AlleRiC Study Update: Stage 2 Commences

AlleRiC Study Update: Stage 2 Commences

  • 20 July 2015
  • News

19/11/2013

Following a recent successful conference regarding the iFAAM in Cork, the Allergic Reactions in the Community (AlleRiC) project is progressing towards its second stage. 

You may remember that the Campaign ran a small series of focus groups in Manchester and Liverpool in July this year, with researchers from the University of Manchester. Anaphylaxis Ireland and the University of Cork held similar workshops in Cork and Dublin.

The aim of the focus groups was to hear at first-hand about the experience of anaphylactic reactions from people who are food allergic (or who are the parents of food allergic children).  These conversations were immensely valuable in helping to design an online questionnaire which is intended to identify the sociological, physiological and psychological impact of allergic reactions, including detailed information about the food(s) consumed and subsequent reaction(s).

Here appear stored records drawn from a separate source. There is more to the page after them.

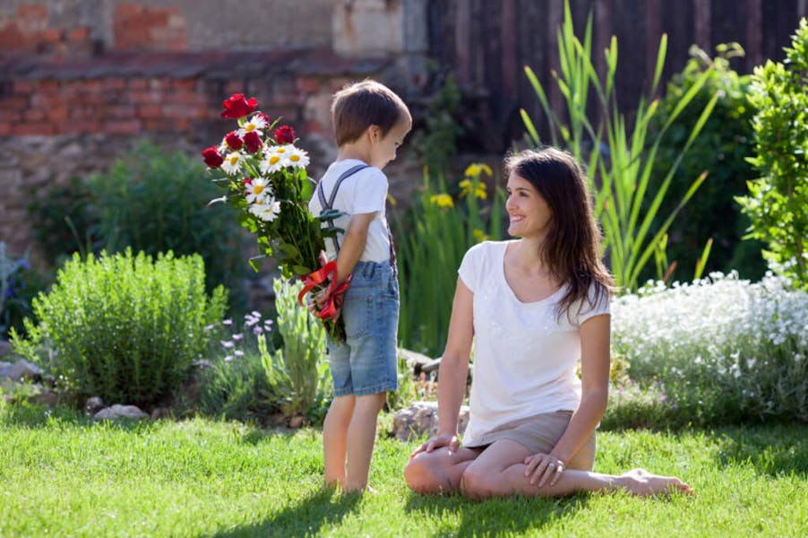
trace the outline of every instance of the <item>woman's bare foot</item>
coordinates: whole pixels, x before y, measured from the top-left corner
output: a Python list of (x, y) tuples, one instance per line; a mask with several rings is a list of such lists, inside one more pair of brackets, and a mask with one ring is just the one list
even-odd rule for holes
[(690, 486), (675, 476), (651, 474), (644, 469), (632, 469), (621, 474), (615, 482), (626, 490), (640, 497), (664, 495), (675, 491), (685, 494), (692, 492)]

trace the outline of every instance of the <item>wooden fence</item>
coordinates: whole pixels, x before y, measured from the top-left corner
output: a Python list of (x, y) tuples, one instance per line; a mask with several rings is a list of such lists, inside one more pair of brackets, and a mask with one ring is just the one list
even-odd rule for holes
[[(799, 19), (808, 15), (808, 0), (572, 0), (571, 9), (578, 34), (592, 13), (601, 73), (601, 51), (616, 36), (618, 103), (630, 111), (649, 91), (663, 32), (668, 35), (666, 80), (684, 67), (692, 44), (714, 56), (716, 45), (736, 41), (746, 56), (732, 65), (751, 73), (766, 58), (783, 58)], [(563, 0), (443, 0), (429, 2), (428, 10), (431, 56), (450, 66), (464, 94), (471, 96), (464, 109), (476, 117), (473, 123), (499, 130), (478, 136), (482, 147), (501, 152), (502, 140), (520, 135), (520, 108), (539, 116), (526, 65), (552, 88), (554, 108), (563, 108), (550, 75), (559, 69), (556, 30), (563, 19)]]

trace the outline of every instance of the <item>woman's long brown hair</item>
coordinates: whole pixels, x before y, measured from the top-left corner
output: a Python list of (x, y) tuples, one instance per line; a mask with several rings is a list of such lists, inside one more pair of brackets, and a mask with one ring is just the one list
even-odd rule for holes
[[(575, 158), (561, 150), (525, 150), (505, 160), (506, 173), (530, 182), (552, 212), (550, 227), (542, 245), (542, 261), (553, 276), (567, 285), (556, 316), (576, 302), (578, 313), (585, 301), (594, 308), (615, 291), (615, 281), (600, 255), (600, 229), (592, 213), (586, 174)], [(596, 293), (589, 296), (595, 282)]]

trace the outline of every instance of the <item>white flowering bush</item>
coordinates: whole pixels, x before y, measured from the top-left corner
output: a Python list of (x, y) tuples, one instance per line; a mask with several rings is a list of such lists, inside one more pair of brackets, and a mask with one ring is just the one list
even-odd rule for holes
[(186, 407), (211, 417), (266, 423), (276, 407), (265, 397), (269, 386), (259, 339), (271, 336), (273, 323), (253, 310), (241, 323), (228, 317), (207, 325), (211, 348), (200, 363), (198, 390), (185, 398)]
[(787, 279), (649, 284), (612, 314), (630, 380), (612, 391), (607, 424), (808, 421), (808, 293)]

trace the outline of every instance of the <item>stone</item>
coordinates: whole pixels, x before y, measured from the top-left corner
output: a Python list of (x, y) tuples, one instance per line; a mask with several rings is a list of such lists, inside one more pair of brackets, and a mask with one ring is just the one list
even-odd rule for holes
[(149, 414), (136, 405), (121, 405), (116, 404), (110, 407), (105, 407), (92, 416), (93, 421), (115, 421), (117, 419), (131, 419), (139, 421), (148, 419)]
[(30, 404), (35, 404), (38, 405), (56, 407), (59, 404), (59, 395), (51, 390), (45, 390), (35, 395), (31, 395), (28, 397), (28, 401)]
[[(458, 419), (458, 433), (463, 433), (468, 425), (468, 406), (460, 406)], [(399, 410), (393, 416), (392, 434), (400, 441), (411, 441), (426, 434), (431, 438), (438, 432), (438, 403), (414, 402), (408, 407)]]
[(107, 407), (107, 404), (99, 396), (87, 398), (87, 403), (84, 404), (84, 414), (94, 415), (105, 407)]
[(432, 362), (432, 357), (427, 357), (417, 351), (413, 351), (404, 348), (399, 348), (399, 357), (404, 360), (407, 368), (412, 370), (413, 375), (417, 377), (421, 374), (421, 369), (425, 364)]

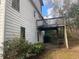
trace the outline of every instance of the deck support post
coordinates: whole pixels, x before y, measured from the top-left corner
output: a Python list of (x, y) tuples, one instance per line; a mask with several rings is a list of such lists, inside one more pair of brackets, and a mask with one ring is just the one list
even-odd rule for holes
[(67, 30), (66, 30), (66, 26), (64, 26), (64, 38), (65, 38), (65, 44), (66, 44), (66, 48), (69, 48), (68, 45), (68, 38), (67, 38)]

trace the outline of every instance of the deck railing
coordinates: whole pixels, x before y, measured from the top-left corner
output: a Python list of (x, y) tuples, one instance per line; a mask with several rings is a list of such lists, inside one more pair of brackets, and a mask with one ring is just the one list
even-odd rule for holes
[(51, 26), (51, 25), (64, 25), (63, 19), (45, 19), (43, 20), (37, 20), (37, 27), (39, 26)]

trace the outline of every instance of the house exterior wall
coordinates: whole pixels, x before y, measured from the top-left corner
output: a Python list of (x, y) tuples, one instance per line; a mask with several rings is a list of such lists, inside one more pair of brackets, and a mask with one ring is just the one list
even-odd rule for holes
[(29, 0), (20, 0), (20, 11), (12, 8), (12, 0), (6, 1), (5, 40), (20, 37), (21, 27), (25, 27), (26, 40), (37, 42), (36, 19), (34, 8)]
[(0, 0), (0, 59), (3, 59), (3, 42), (4, 42), (4, 22), (5, 22), (5, 0)]

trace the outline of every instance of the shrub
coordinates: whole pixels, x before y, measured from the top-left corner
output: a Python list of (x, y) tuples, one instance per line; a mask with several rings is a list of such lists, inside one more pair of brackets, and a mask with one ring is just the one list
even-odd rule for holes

Researchers from the University of Cork distilled the information from the focus groups to create a questionnaire using the Grounded Theory (GT) approach (a qualitative method often used in social sciences because of its acknowledged rigour and validity in research).

The questionnaire has now been loaded into a web-based format for validation by food allergic people in the community.  This is a really important step in the development of the questionnaire and we are asking our food-allergic adult members for their help.

We need you to go through the questionnaire, rating the individual questions before it is used in the final stage of the project – the gathering of data on reactions for the research study itself.  If you would like to take part in this stage of the project, please email the research team at alleric@manchester.ac.uk

This final stage will involve 50 – 100 adults with clinically diagnosed  food allergies volunteering to use the online questionnaire to record any reaction to food, even if only mild, over a designated course of several months. The research participants will not only be helping the project by recording the circumstances of their reactions, but will also be able to send in samples of the food for laboratory testing. Participants will need to live within travelling distance of one of the two research centres, Manchester and Cork, in order to facilitate clinical testing.

The research will only be using adult subjects, for ethical reasons, but we believe that there will be opportunities for parents of food allergic children to contribute to the AlleRiC project at a later stage.